Dès lors, la prochaine fenêtre de tir pour le Japon pourrait désormais être 2042, sauf à envisager que la candidature helvète périclite d’ici 2027, année choisie par le CIO pour acter l’attribution des Jeux à la Suisse.

Comme l’évoque en tout cas celui qui préside le CIO depuis 2013 et qui quittera ses fonctions le 23 juin prochain au profit de Kirsty Coventry :

[Une future candidature est la bienvenue] si nous pouvons être certains, du côté du CIO, que ces pratiques commerciales, ce type de corruption, ont pris fin et ont été corrigés.

Nous comprenons ce qui s’est passé au Japon en raison des pratiques de certains hommes d’affaires nippons.

Nous espérons également que cela conduira à une clarification et à une adaptation des pratiques commerciales japonaises.

Katsuhiro Akimoto, Maire de Sapporo, et Thomas Bach, Président du Comité International Olympique, le 07 août 2021 (Crédits – IOC / Greg Martin)

Tout en encourageant à l’émergence d’un futur projet, le leader olympique adresse ouvertement une sérieuse mise en garde.

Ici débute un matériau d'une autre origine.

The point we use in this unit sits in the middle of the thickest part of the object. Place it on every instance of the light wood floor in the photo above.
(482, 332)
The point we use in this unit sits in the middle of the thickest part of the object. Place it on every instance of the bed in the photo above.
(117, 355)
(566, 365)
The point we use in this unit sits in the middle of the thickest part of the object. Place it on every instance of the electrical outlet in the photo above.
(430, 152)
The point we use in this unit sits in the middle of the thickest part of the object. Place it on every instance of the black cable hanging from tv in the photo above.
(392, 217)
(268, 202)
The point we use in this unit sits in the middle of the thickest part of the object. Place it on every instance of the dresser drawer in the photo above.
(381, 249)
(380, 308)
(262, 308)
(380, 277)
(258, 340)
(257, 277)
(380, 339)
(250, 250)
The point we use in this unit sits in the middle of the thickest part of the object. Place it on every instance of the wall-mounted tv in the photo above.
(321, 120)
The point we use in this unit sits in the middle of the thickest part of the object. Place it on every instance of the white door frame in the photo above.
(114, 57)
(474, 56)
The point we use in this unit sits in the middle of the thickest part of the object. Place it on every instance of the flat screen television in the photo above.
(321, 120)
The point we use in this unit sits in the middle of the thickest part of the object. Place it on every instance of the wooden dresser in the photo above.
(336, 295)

En somme, si le Japon entend à l’avenir replonger dans le bain des Jeux, il devra avoir fait le ménage au préalable.

Ce propos pourrait bien réveiller l’intérêt de Sapporo, qui fut un temps dans une position de favorite pour décrocher les anneaux olympiques au moment où Salt Lake City commençait à privilégier l’échéance de 2034.

Pour le CIO, le retour en grâce du Japon pourrait représenter une source de sécurité.

A l’instar de Salt Lake City, la région de Sapporo figure en effet parmi les rares pôles identifiés à travers le monde comme pouvant encore recevoir l’événement planétaire au cours des prochaines décennies eu égard à l’impact du réchauffement climatique.

Tandis que l’institution olympique entend poursuivre sa réflexion autour du modèle des Jeux d’hiver, la sécurisation de la manifestation quadriennale jusqu’en 2042 – voire même au-delà dans l’hypothèse d’une rotation future limitée entre deux ou trois régions de la planète – serait immanquablement une aubaine.

Reste à savoir à présent si Sapporo et le Japon ont le désir et la volonté de revenir sur le devant de la scène des Jeux.

En novembre 2023, le Gouverneur de la Préfecture d’Hokkaidō avait fait une déclaration pour clore un chapitre et poser les jalons d’une réflexion maîtrisée.

Ainsi que l’avait exprimé Naomichi Suzuki :

Je pense que nous devons faire une pause dans toute cette activité.

Il est nécessaire d’engager des discussions entre toutes les parties intéressées sur la manière dont le processus d’accueil [des Jeux] devrait être conduit après avoir examiné l’importance et les effets de la tenue des Jeux Olympiques d’hiver.

[…] Sapporo est une très bonne ville, même d’un point de vue mondial, pour accueillir les Jeux d’hiver, et jouit d’une très forte reconnaissance de la part du CIO et d’autres acteurs.